Neo lived here, but he did later die. I am going to die. You are, too. We’re all going to die. We all will cease to exist one day. It is inevitable. All the bad stuff that happens to us will pass. The good stuff, too. Focusing on any of that while death looms is silly when you think about it. We win the lottery everyday when we wake up in the morning with the ability to perceive our surroundings and make conscious choices about what we want or where we want to go.
I remember feeling like Neo not long ago, when I woke up from my Matrix. I had been following a life that others had constructed. I had values, but they were borrowed. I had causes, but I was only using them to bring meaning to my life. And so awake, I was able to see I was far from the person I wanted to be. I was pretty disgusted when I’d finally lifted the covers I’d thrown over the sordid mess that was my personality. All I did was judge myself and other people. I was such a pessimist I don’t know how anyone wanted to be around me. Listening to your internal dialogue is so powerful, but it can be depressing!
So this was hard. But it’s been even harder to accept myself. Actually, I might never fully accept myself, but that is a goal of perfection: Realizing we are imperfect and not worrying about it.

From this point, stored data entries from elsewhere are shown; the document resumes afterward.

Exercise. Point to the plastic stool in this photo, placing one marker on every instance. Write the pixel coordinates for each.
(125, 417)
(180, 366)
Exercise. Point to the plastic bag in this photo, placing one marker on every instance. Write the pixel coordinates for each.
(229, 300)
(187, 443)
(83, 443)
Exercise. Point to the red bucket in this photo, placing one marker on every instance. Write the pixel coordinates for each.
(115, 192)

A great way of pushing thru realized imperfection is pressure
Back to Neo. He was facing some pressures in the real world. He’d just taken the red pill, instead of the blue pill, and woken up from a virtual reality world of a comfortable life. He finds himself in the sewers of a city, being chased by robots. Just as Cypher, one of the other human refugees from the Matrix told him: “I know what you’re thinking. Why oh why didn’t I take the blue pill?”
Cypher wanted to escape the real world and go back to the Matrix. I think we all feel that way sometimes. We want to hide behind a fierce attitude, the pride in our career, the pleasure in a partner or our children, or a respectable cause to fight for. Instead of facing reality, we find it easier to escape it, placing importance on things or gaining value from other people when that value should originate in ourselves.
I think the pressure to survive helped Neo. This is a pressure we don’t have. Consequently, we can get distracted, or we can become so focused on doing the right thing, we become overwhelmed by the task. I’ve awakened from the distractions, but I’m still overwhelmed sometimes.
Whether we’re distracted or overwhelmed, we need to keep the inevitability of death in our heads. This will bring about the gratitude and the focus on the here and now, and once we’re focused, we’re not worried about needing anything from anyone. We start controlling our lives, instead of letting others do it for us. We are better able to make ourselves happy.
The sound of inevitability: It’s good to hear that sound to put things in perspective.